具体的な活用例として、アトラクションに掲示されたQRコードをWeChatで読み込むと、歴史などについて知ることができる機能などを提供する。また、アトラクションに乗った人が、その刺激をWeChatでシェアすることで、さらにブランド価値を高めることが可能だ。
WeChat Pay 国際ビジネス総責任者 Grace Yin(殷潔)氏によると、国内におけるWeChat Payの状況として、2018年6月の昨年同期比の取引本数が6.2倍、取引金額が5倍、新規加盟店数が6倍、アクティブ加盟店数が5倍となったという。WeChatでは、公式アカウントを使ったり、モーメンツ広告を通してターゲットユーザーにリーチできる。
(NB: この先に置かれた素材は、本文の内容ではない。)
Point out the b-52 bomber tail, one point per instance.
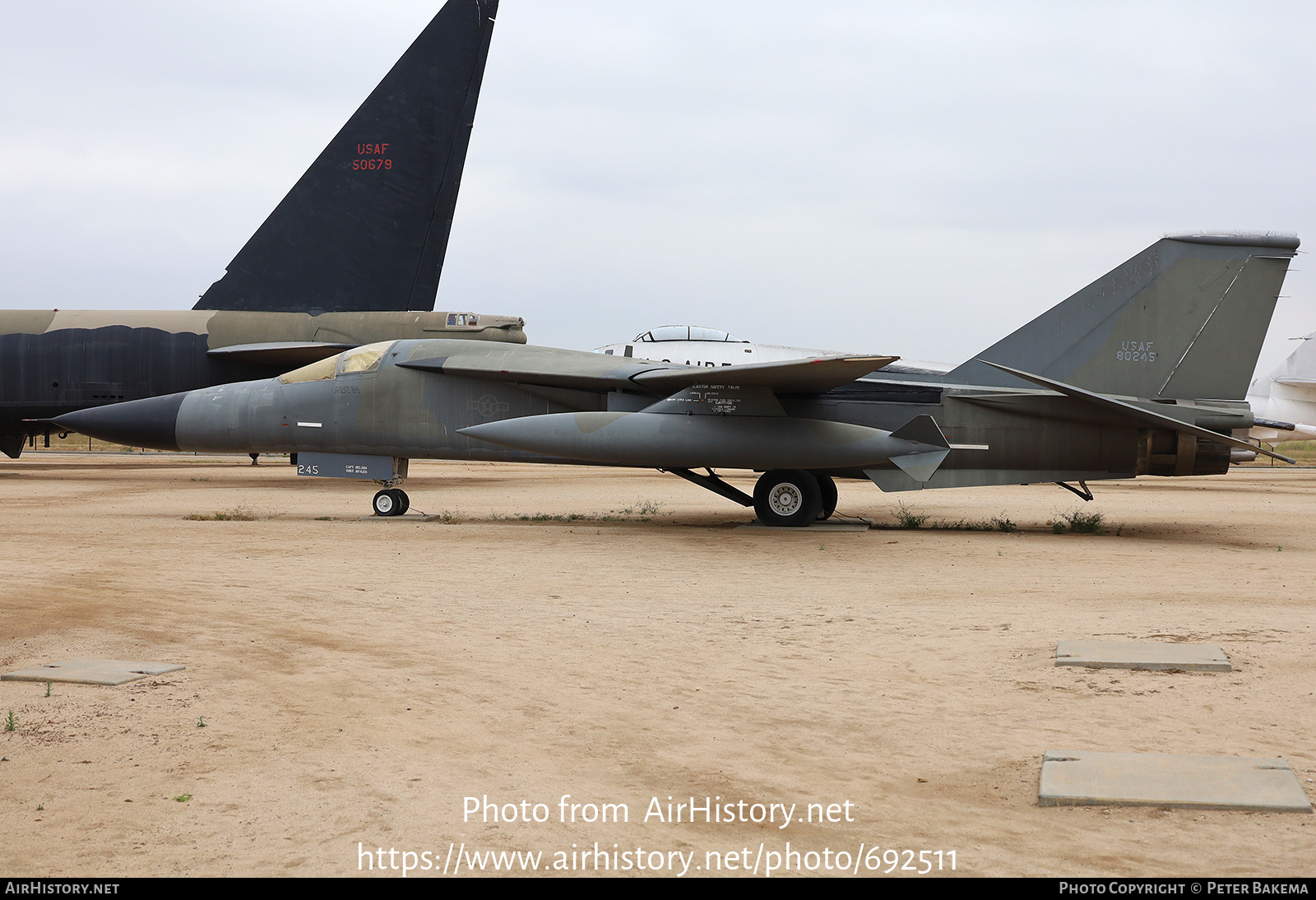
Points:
(352, 256)
(366, 226)
(1140, 374)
Mini ProgramやWeChat Payの支払いを活用できれば、旅前、旅行中、旅行後のすべてでマーケティングプログラムを実行可能だ。
Mini Programでは、自社でEC用のアプリを開発するよりもコストを削減できるそうだ。すでに中国のスターバックスではリアルのカードをオンライン化して活用。また、上海ディズニーランドでは、園内の混雑が悩みだったが、ミニゲームや順番待ちの情報を提供することで課題の解決を図った。そのほか、LongChampオーダーメイド工房、アジア芸術博物館などでも採用されている。
テンセントは日本の各業界のリーダーとより深い提携を強化
富士急ではグループ外も含めWeChat Payの利用環境を整備
現在、富士急ハイランド以外では、ドン・キホーテが旗艦店、新千歳空港が旗艦空港となっている。当日は両社の担当者が事業戦略説明会で登壇したが、いずれもテンセントとのパートナーシップにより、売り上げアップにつながったそうだ。殷潔氏は、「次の1年は各業界のリーダーとより提携を深めていきたい」とした。具体的には、モーメンツ広告の開放、Mini Programの展開、クーポンや割引キャンペーンなどにより、付加価値を提供していきたいとしている。
なお、富士急行は鉄道会社として創業、運輸・不動産、レジャーなどを提供している。富士山周辺は中国人観光客にも長年人気の観光地となっており、その数も増加している。たとえば、河口湖駅の外国人観光客の比率として、2014年度は35%だったが、2017年度は53%になり、半分以上は外国人の利用者となっている。また、ロープウェイも2014年度は30%だったが、2017年度は64%に増加している。
富士急行では、富士山周辺における面での展開も加速させていく方針だ。富士急グループとしての展開はもちろん、グループ外店舗でもWeChat Payの導入を加速させることで、中国人観光客がキャッシュレスで便利に支払いができる環境を整えていきたいとした。富士急行 執行役員 企画部部長 斉藤隆憲氏によると、同社ではインタセクト・コミュニケーションズとWeChat Payのアクワイアリング契約を締結。富士急グループの富士急トラベルを中心にWeChat Payの導入をグループ外でも進めているそうだ。